Sounds cruel, I know, but the thing is, Daniella didn’t even notice. She carried around her half-blanket as contentedly as the full-sized version, and suddenly my wife and I had the most valuable commodity imaginable in our quest for domestic balance: A hot spare blanket. Wherever we went, we could safely take the half-blanket without fear of complete blanket failure; half would go with us, and half stayed at home.
Extending our brilliant logic, after a couple of half-blanket-loss scares, we halved the halves and quartered the blanket. Now we could stash one quarter in the car and give one to Grandma in addition to the home spare and “production” quarters.
We could have taken a number of more complicated approaches as well: We could have attached a magnet to Danialla and a magnet to the blanket; we could have tethered the blanket to her ankle; we could have set up an alarm to go off as soon as she lost contact with the blanket for more than 30 seconds. But why? If she lost the blanket, even for the minute it took to pull out the replacement, she would be upset and we’d have to calm her down. Our goal was not to try and create some magical world where the blanket was un-losable; we tried to create a situation where we could replace it as fast as possible.
Sometimes I think such simple solutions get lost in the complicated world of IT infrastructure. We have clustering, hot failover, live migration, and on and on and on.
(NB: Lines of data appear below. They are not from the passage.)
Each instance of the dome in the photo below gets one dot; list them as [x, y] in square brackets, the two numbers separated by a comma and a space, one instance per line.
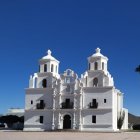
[98, 54]
[49, 57]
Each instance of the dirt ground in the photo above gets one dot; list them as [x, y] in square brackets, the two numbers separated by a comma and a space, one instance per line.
[68, 136]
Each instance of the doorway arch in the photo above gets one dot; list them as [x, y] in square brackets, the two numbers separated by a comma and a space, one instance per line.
[67, 122]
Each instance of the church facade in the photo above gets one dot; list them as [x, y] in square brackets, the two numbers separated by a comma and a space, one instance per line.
[56, 101]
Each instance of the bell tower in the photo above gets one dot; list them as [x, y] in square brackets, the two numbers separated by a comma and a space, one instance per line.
[97, 61]
[48, 64]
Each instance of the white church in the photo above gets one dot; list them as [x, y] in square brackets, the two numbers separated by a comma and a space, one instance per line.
[56, 101]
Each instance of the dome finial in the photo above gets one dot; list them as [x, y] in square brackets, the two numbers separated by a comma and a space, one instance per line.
[98, 50]
[49, 52]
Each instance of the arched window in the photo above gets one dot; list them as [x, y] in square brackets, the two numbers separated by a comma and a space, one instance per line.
[103, 65]
[51, 67]
[96, 66]
[44, 83]
[89, 66]
[45, 68]
[95, 82]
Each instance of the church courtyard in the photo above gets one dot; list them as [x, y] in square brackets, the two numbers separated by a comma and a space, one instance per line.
[68, 136]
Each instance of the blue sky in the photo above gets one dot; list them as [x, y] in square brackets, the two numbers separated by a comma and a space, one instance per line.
[72, 30]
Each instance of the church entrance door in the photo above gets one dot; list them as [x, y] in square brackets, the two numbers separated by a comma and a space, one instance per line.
[67, 122]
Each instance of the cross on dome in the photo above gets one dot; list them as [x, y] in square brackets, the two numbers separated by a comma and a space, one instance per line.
[98, 50]
[49, 52]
Problem is, we’ve all seen clustering and complicated redundancy architectures collapse under their own weight. Just last week (true story) I saw a Cisco IOS bug cause a router to run out of memory. Since this particular router had an active failover, it should have been no problem, right? Wrong. When the active router ran out of memory it lost its configuration (maybe that’s another bug – I don’t know and it doesn’t matter) and promptly forgot it had a failover partner. All routing was down for a a couple of minutes while the failover was manually engaged.
Was the investment in the spare router a good one? Obviously. But that fancy auto-failover option cost extra money, too, and it failed the owners exactly when they needed it. It literally had one job to do, so what good was it? Obviously the automatic failover works in many cases, but we manually failed over and the sun came up the next day.
Customers ask me about RAC for E-Business Suite all the time. ”We can’t have any downtime!” they pant. Really? What about all that application patching? Database upgrades? R12 upgrade? And what do you think will happen to all the concurrent manager and user sessions attached to a failed RAC instance? Do they somehow maintain state from the failed node and re-attach, mid-query to the running node? (no) I think RAC is a fantastic technology when properly planned for and managed, but it’s complicated. Clustering software is still software, after all, and can make a decision to fail over when a human would not. Regardless, the storage, no matter how internally redundant, is still a single point of failure for RAC; corrupt the storage and you’re in recovery mode no matter how much money was spent.
Rather than spending madly in circles to prevent all possible downtime, why not concede a few minutes of failover and simply set up a standby? Data Guard is far less complicated than RAC, it’s rock-solid, and if a RAC node goes down some sessions will have to be restated anyway – a little bit of downtime is unavoidable. Instead of buying expensive, internally redundant application nodes, why not buy a whole pile of inexpensive white-box Linux servers and run parallel concurrent managers and load-balanced web and forms?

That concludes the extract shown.